The Problem is: If $x$ and $y$ are two distinct points in $\mathbb R^n$, then show that $$\frac {Vol(B_R(x)\setminus B_R(y)) + Vol(B_R(y)\setminus B_R(x))}{B_R(x)}\underset{R\to \infty}{\to} 0$$
$\mathbf {My \ approach}:$ I was trying to apply mean value theorem taking the indicator functions $\chi_{B_R(x)\setminus B_R(y)}$ and $\chi_{B_R(y)\setminus B_R(x)}$ but I can't proceed any further. Any hint is appreciated. Thanks in advance.

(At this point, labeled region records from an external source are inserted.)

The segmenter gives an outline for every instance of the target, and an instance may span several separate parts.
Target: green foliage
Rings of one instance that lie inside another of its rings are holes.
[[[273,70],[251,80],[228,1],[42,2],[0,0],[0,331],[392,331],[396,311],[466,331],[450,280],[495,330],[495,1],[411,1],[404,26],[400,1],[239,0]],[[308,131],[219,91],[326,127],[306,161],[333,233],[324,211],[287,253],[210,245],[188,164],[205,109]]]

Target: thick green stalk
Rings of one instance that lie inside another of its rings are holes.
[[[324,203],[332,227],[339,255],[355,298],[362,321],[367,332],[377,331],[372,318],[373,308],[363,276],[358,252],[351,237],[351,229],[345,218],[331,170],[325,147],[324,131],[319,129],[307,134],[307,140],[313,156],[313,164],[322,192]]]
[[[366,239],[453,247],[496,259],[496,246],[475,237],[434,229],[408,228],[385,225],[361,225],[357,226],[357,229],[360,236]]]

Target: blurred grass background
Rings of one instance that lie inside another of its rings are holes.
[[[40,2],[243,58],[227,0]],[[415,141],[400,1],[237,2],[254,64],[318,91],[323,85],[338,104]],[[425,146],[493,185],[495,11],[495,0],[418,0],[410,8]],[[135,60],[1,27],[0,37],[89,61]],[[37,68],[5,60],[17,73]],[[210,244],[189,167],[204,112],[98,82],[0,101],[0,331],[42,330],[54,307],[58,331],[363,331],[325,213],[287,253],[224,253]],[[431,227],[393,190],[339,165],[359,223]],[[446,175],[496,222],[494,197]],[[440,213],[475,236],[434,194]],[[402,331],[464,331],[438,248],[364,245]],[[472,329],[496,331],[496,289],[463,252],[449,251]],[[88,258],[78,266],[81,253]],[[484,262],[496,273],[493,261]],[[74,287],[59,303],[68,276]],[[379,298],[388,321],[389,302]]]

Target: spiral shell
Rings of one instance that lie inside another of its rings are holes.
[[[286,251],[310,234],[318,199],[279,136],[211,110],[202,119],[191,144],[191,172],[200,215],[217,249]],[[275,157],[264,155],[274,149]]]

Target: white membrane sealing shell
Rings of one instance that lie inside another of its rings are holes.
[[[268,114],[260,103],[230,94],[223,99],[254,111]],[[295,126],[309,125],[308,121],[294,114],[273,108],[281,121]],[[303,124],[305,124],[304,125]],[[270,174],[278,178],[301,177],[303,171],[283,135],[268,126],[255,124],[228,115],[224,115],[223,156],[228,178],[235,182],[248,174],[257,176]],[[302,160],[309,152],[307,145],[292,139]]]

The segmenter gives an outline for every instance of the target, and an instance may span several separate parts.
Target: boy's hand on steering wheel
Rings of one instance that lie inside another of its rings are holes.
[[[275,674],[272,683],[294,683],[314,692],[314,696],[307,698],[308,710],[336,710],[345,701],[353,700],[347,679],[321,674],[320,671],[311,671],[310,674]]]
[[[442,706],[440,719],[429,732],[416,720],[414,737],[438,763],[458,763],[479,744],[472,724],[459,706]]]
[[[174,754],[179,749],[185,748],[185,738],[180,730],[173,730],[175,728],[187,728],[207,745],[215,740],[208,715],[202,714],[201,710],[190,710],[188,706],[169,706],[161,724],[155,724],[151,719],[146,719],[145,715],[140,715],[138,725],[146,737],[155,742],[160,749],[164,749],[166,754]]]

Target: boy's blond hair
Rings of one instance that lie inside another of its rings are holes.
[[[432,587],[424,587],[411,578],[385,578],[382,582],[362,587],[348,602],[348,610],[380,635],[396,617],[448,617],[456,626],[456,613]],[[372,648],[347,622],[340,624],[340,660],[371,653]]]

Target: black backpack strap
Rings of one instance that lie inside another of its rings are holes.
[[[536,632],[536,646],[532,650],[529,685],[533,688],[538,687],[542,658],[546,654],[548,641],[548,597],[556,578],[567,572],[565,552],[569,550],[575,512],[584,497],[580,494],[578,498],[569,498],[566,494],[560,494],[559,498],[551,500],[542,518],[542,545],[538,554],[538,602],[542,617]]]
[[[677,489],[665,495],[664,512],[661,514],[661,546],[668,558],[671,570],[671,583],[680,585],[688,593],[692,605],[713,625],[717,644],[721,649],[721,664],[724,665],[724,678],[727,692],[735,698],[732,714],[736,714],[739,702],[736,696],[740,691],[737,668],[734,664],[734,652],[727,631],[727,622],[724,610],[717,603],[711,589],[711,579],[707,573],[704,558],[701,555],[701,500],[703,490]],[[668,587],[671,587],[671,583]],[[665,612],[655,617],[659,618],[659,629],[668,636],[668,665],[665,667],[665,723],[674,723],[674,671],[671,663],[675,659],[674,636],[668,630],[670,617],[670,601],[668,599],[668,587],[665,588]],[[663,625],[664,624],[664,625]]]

Let $\omega_n := \operatorname{Vol}(B_1)$ and $x,y\in \mathbb R^n$. Making the change of coordinates $\tilde z= \frac{z-x}R$ gives that $$\operatorname{Vol}(B_R(x)\setminus B_R(y)) = \int_{B_R(x)\setminus B_R(y)} \, dz = R^n \int_{B_1\setminus B_1((y-x)/R )} \, d\tilde z. $$ Since $\operatorname{Vol}(B_R(x)) = \omega_n R^n$, it follows that \begin{align*} \frac{\operatorname{Vol}(B_R(x)\setminus B_R(y))}{\operatorname{Vol}(B_R(x))} = \frac 1 {\omega_n} \int_{B_1\setminus B_1((y-x)/R )} \, d z = \frac 1 {\omega_n} \int_{B_1} \chi_{_{B_1\setminus B_1((y-x)/R )}}(z) \, d z \end{align*} where $\chi_A$ denotes the characteristic function of a set $A\subset \mathbb R^n$. Then $$ \vert \chi_{_{B_1\setminus B_1((y-x)/R )}}(z) \vert \leqslant 1 \in L^1(B_1) $$ and $$ \chi_{_{B_1\setminus B_1((y-x)/R )}}(z) \to 0 $$ pointwise as $R\to +\infty$, so, by the dominated convergence theorem, $$ \lim_{R\to +\infty} \frac{\operatorname{Vol}(B_R(x)\setminus B_R(y))}{\operatorname{Vol}(B_R(x))} =\frac 1 {\omega_n} \int_{B_1} \lim_{R\to+\infty} \chi_{_{B_1\setminus B_1((y-x)/R )}}(z) \, d z= 0 $$ as required.